Architecture Diagram

  1. The Planner: When you ask a question, the system doesn't just search blindly. An "Orchestrator" agent first analyzes your intent. It decides if you are asking for specific case law, a broad summary, or legal advice, and then creates a strict JSON plan to execute the search.
  2. Hybrid Retrieval: To find the needle in the haystack, I couldn't rely on just one type of search. I combined Vector Search (for concepts) with Keyword Search (for exact court names or dates) using a technique called Reciprocal Rank Fusion. This ensures the most relevant cases bubble to the top.
  3. Filtration: Before the AI answers, a "Filtration Agent" reads the retrieved documents. It acts like a senior lawyer, throwing out irrelevant cases and deciding if we need to load the full text of a judgment or just its summary.

Privacy & Local LLMs

Given the sensitive nature of legal data, the system was designed to run completely offline. Using Ollama, it can run local models (like Llama 3 or Mistral) on-premise, ensuring no client data ever leaves the secure environment.

Note on the Demo: While the production architecture supports fully local execution, the public demo hosted on my personal server uses external APIs (OpenAI) for performance reasons, as running high-context local models requires significant GPU compute.

How It Works

To test this architecture, I built two distinct modes into the application.

1. The Chat Interface

This isn't just a standard chatbot. I wanted to see if the system could handle different types of legal complexity, so I designed it to adapt to the user's question.

  • Advisory Queries: You can ask something personal like, "I was arrested for bribing an officer, what should I do?" The system retrieves relevant legal provisions (like the PC Act) and gives procedural advice.
  • Broad Summarization: You can also ask, "Summarize all bribery cases from 2025." The Planner recognizes this requires a broad search, pulls multiple documents from that year, and synthesizes them into a single report.

Main Chat Window 1 Main Chat Window 2

2. Petition Drafting

This was the core goal of the internship. The user uploads a PDF petition, and the system scans it to identify the "fighting points"—the specific allegations that need rebutting.

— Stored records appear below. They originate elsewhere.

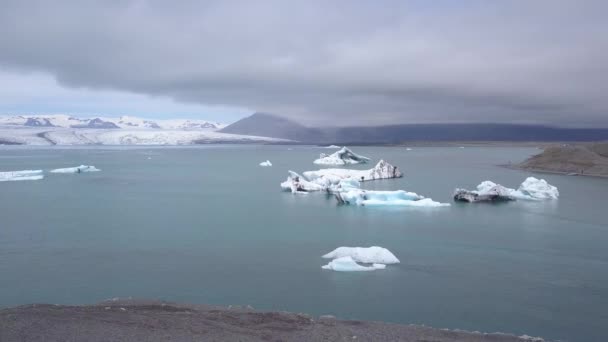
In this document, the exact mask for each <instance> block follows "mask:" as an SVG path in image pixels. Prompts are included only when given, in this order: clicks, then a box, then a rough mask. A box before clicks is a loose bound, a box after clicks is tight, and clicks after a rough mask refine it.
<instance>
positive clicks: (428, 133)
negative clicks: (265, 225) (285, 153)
mask: <svg viewBox="0 0 608 342" xmlns="http://www.w3.org/2000/svg"><path fill="white" fill-rule="evenodd" d="M221 132H225V133H234V134H246V135H257V136H265V137H272V138H283V139H290V140H295V141H299V142H302V143H311V144H325V143H350V144H353V143H359V144H397V143H402V142H408V141H409V142H411V141H514V142H526V141H599V140H608V128H563V127H551V126H543V125H523V124H498V123H476V124H399V125H385V126H370V127H327V128H314V127H306V126H303V125H301V124H299V123H297V122H294V121H291V120H289V119H286V118H283V117H280V116H276V115H273V114H267V113H255V114H253V115H251V116H249V117H247V118H244V119H242V120H240V121H237V122H235V123H233V124H231V125H229V126H227V127H225V128H224V129H222V130H221Z"/></svg>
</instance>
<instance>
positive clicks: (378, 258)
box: [323, 246, 399, 264]
mask: <svg viewBox="0 0 608 342" xmlns="http://www.w3.org/2000/svg"><path fill="white" fill-rule="evenodd" d="M346 256H348V257H351V258H352V259H353V260H354V261H356V262H362V263H366V264H398V263H399V259H397V257H396V256H395V255H394V254H393V253H391V251H389V250H388V249H386V248H383V247H378V246H372V247H338V248H336V249H334V250H333V251H331V252H329V253H327V254H325V255H324V256H323V258H325V259H338V258H342V257H346Z"/></svg>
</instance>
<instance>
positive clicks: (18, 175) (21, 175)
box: [0, 170, 44, 182]
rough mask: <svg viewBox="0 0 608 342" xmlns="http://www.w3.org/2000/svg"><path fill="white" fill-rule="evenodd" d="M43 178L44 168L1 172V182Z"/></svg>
mask: <svg viewBox="0 0 608 342" xmlns="http://www.w3.org/2000/svg"><path fill="white" fill-rule="evenodd" d="M43 178H44V175H43V174H42V170H22V171H6V172H0V182H12V181H25V180H40V179H43Z"/></svg>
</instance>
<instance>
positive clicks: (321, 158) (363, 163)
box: [314, 147, 370, 165]
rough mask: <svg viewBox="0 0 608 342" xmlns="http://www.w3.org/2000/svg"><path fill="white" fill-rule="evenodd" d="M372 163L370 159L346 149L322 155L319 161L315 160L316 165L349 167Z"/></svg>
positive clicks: (345, 147)
mask: <svg viewBox="0 0 608 342" xmlns="http://www.w3.org/2000/svg"><path fill="white" fill-rule="evenodd" d="M368 161H370V159H369V158H367V157H364V156H360V155H358V154H355V153H354V152H353V151H351V150H349V149H348V148H346V147H342V148H341V149H340V150H338V151H336V152H334V153H332V154H330V155H327V154H325V153H321V155H320V156H319V159H317V160H315V161H314V163H315V164H320V165H347V164H365V163H367V162H368Z"/></svg>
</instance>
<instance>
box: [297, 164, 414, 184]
mask: <svg viewBox="0 0 608 342" xmlns="http://www.w3.org/2000/svg"><path fill="white" fill-rule="evenodd" d="M303 174H304V176H305V177H306V178H308V179H309V180H310V181H313V182H315V181H319V180H328V181H329V182H330V183H332V184H337V183H338V182H339V181H340V180H342V179H348V178H351V179H356V180H358V181H361V182H364V181H370V180H376V179H390V178H399V177H403V173H402V172H401V171H399V169H398V168H397V167H396V166H393V165H391V164H390V163H387V162H385V161H384V160H380V161H379V162H378V164H376V166H374V167H373V168H371V169H369V170H348V169H321V170H317V171H306V172H304V173H303Z"/></svg>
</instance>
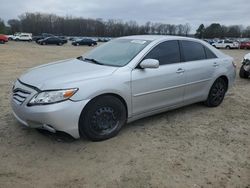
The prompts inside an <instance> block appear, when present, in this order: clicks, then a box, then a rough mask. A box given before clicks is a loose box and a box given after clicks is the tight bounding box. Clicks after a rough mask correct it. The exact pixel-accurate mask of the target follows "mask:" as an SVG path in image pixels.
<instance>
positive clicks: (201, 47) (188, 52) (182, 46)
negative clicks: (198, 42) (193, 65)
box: [181, 41, 206, 61]
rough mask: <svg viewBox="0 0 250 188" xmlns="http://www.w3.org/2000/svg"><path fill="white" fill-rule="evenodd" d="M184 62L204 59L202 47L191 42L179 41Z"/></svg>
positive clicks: (194, 43) (194, 42)
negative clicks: (179, 41) (181, 46)
mask: <svg viewBox="0 0 250 188" xmlns="http://www.w3.org/2000/svg"><path fill="white" fill-rule="evenodd" d="M181 44H182V49H183V55H184V58H185V61H196V60H202V59H206V54H205V50H204V48H203V45H202V44H200V43H198V42H193V41H181Z"/></svg>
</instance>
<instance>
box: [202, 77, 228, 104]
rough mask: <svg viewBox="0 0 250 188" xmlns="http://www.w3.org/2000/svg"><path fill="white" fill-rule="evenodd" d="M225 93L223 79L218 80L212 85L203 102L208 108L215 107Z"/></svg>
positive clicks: (221, 101) (220, 78) (220, 101)
mask: <svg viewBox="0 0 250 188" xmlns="http://www.w3.org/2000/svg"><path fill="white" fill-rule="evenodd" d="M226 91H227V83H226V81H225V80H224V79H223V78H218V79H217V80H215V82H214V83H213V85H212V87H211V88H210V91H209V94H208V98H207V100H206V101H205V102H204V103H205V105H206V106H208V107H217V106H219V105H220V104H221V103H222V101H223V99H224V97H225V94H226Z"/></svg>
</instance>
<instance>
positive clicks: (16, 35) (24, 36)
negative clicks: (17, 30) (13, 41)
mask: <svg viewBox="0 0 250 188" xmlns="http://www.w3.org/2000/svg"><path fill="white" fill-rule="evenodd" d="M13 40H15V41H29V42H31V41H32V33H19V34H17V35H14V37H13Z"/></svg>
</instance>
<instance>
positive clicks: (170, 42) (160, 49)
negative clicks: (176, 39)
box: [144, 40, 181, 65]
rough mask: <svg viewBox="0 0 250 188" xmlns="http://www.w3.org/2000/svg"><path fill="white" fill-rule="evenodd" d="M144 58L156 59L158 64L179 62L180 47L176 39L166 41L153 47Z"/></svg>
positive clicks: (180, 57) (180, 58)
mask: <svg viewBox="0 0 250 188" xmlns="http://www.w3.org/2000/svg"><path fill="white" fill-rule="evenodd" d="M144 59H157V60H158V61H159V63H160V65H166V64H172V63H179V62H180V61H181V55H180V48H179V43H178V41H177V40H171V41H166V42H162V43H160V44H158V45H157V46H156V47H154V48H153V49H152V50H151V51H150V52H149V53H148V54H147V55H146V56H145V57H144Z"/></svg>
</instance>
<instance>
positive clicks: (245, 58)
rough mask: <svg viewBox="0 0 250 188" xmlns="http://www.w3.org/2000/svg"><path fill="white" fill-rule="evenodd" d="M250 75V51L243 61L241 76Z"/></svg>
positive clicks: (240, 69) (244, 77)
mask: <svg viewBox="0 0 250 188" xmlns="http://www.w3.org/2000/svg"><path fill="white" fill-rule="evenodd" d="M249 76H250V53H248V54H246V55H245V56H244V58H243V61H242V66H241V68H240V77H241V78H249Z"/></svg>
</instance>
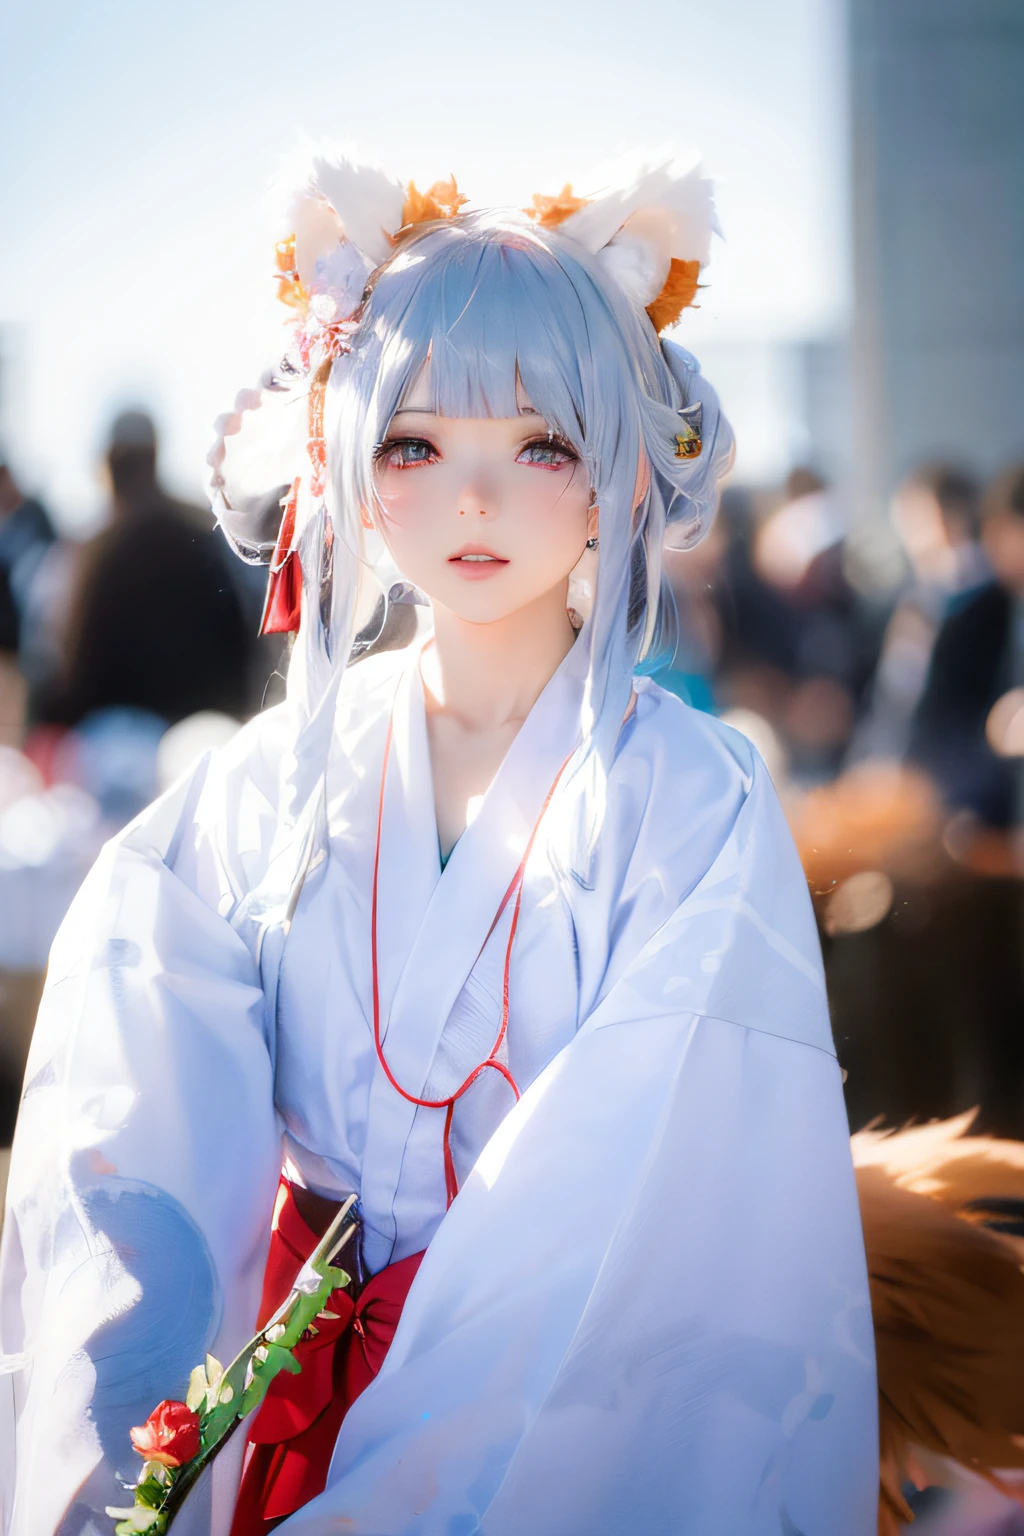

It then searches the database for precedents that favor the respondent and drafts a formal legal reply, complete with placeholders for facts it doesn't know. It's designed to never invent details, only using what is in the database or the uploaded file.

Petition Drafting Window

The Challenge: Precision at Scale

The hardest part of this project was getting the RAG (Retrieval-Augmented Generation) to be precise. With thousands of documents, standard search often returns noise.

I had to dive deep into advanced techniques like Re-Ranking and Metadata Enrichment. By extracting structured data (like Petitioner vs. Respondent) from the raw PDFs before they even hit the database, I was able to make the search significantly smarter.

Try It Out

I've hosted a demo of the project here: lds.vanshraja.me

What I Learned

This project was my deep dive into "Advanced RAG." I learned that building an AI wrapper is easy, but building a system that can reliably handle professional-grade data requires a lot of engineering under the hood. I'm proud of how the agents coordinate to solve problems that a single model couldn't handle on its own.